Landtagswahlen: Warum im Osten nicht mehr der Westen gewählt wird

In Brandenburg und Sachsen werden SPD und CDU vom Sockel der Volksparteien gestoßen - soviel scheint sicher. Es ist die Quittung dafür, dass Friday for Future im Westen ihnen wichtiger sind als die Wähler vor Ort.

ODD ANDERSEN/AFP/Getty Images

Mit Spannung wird der Ausgang der Wahlen in Brandenburg und in Sachsen erwartet, Prognosen werden derweil wie Blitzmails aus Delphi gehandelt. Alle Umfrageergebnisse sind jedoch in dreifacher Weise fragwürdig.

Erstens existiert eine ohnehin schon große Fehlertoleranz, so dass bei einem Spielraum von +/- 1,5 % die Abweichung statistisch im Extremfall bei 3 % liegen kann.

Zweitens findet man im Osten eine weitaus geringere Parteienbindung als im Westen. Wähler lassen sich im Osten stärker von Interessen, als von Gewohnheit und Tradition leiten. So gesehen sind sie die „demokratischeren“ Wähler, weil sie stärker von den Verhandlungen der res publica, als von traditioneller Zugehörigkeit ausgehen.

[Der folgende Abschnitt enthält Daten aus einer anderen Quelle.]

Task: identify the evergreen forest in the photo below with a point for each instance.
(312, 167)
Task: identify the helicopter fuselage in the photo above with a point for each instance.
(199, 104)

Deshalb wirkt sich die Repräsentationslücke, wie der Politikwissenschaftler Werner J. Patzelt das Phänomen benannte, dass die etablierten Parteien immer weniger die Interessen von wachsenden Wählerschichten vertreten, im Osten wesentlich stärker aus. In Ostdeutschland denkt man weniger ideologisch, sondern ergebnisorientiert. Man könnte es auch so formulieren, dass der Bedeutungsverlust der Linken und der SPD im Osten darauf zurückzuführen ist, dass beide Parteien „nicht geliefert“ haben, Politik oft für die Medien, anstatt für ihre Wähler in den Gemeinden und Kommunen in Ostdeutschland machen.

Jüngstes Beispiel ist die durch einen fragwürdigen Gerichtsbeschluss verfügte Schließung des Tagebaus Jänschwalde, die Signalwirkung hat. Weder die Funktionäre der ehemaligen Arbeiterpartei SPD, noch die der CDU traten für die Arbeitnehmer ein, um es sich nicht mit Fridays for future zu verderben. Statt gegen die Schließung zu kämpfen, postet der Spitzenkandidat der CDU, Ingo Senftleben:

„In Jänschwalde werden zwei von sechs Kraftwerksblöcken stillgelegt. Das kostet direkt 600 Arbeitsplätze. Wir müssen gemeinsam mit der Wirtschaft zeigen, dass wir solche Industriearbeitsplätze ersetzen können. Sonst wird die Strukturentwicklung nicht gelingen.“

Das war am 6. Mai 2019, über die aktuelle Schließung des Tagebaus findet man bisher kein Statement von ihm. Sicher ist jetzt schon, dass mit hohlen Phrasen und Schweigen der Machtwechsel in Brandenburg nicht gelingen wird. Gerade in Jänschwalde hätte Ingo Senftleben beweisen können, dass er „Bock auf Brandenburg“ hat, hätte er Flagge zeigen können, zumal Ministerpräsident Dietmar Woidke im Regierungsraumschiff am 26.08. durch den Tagebau flog und nichts von der Brisanz der Situation bemerkte, oder wie Woidkes Staatskanzlei gutgelaunt publizierte: „Bei einem Rundgang in der LEAG-Ausbildungsstätte Kraftwerk Jänschwalde sprechen Woidke und Giffey mit Azubis, Betriebsräten, Vertretern der Industriegewerkschaft BCE sowie Jugendvertretungen des Tagesbaus und des Kraftwerks. Dabei geht es auch um eine zukunftsfähige Aus- und Weiterbildung am Standort unter Berücksichtigung des Strukturwandels. In der Einrichtung werden rund 140 Jugendliche u.a. als Mechatroniker, Elektroniker für Betriebstechnik und Industriemechaniker ausgebildet. In den vergangenen 13 Jahren wurden rund 25 Prozent der Belegschaft des Kraftwerks und des Tagesbaus durch Jungfacharbeiter ersetzt.“ Wenig später verfügte das Oberverwaltungsgericht Berlin-Brandenburg die Schließung des Tagebaus.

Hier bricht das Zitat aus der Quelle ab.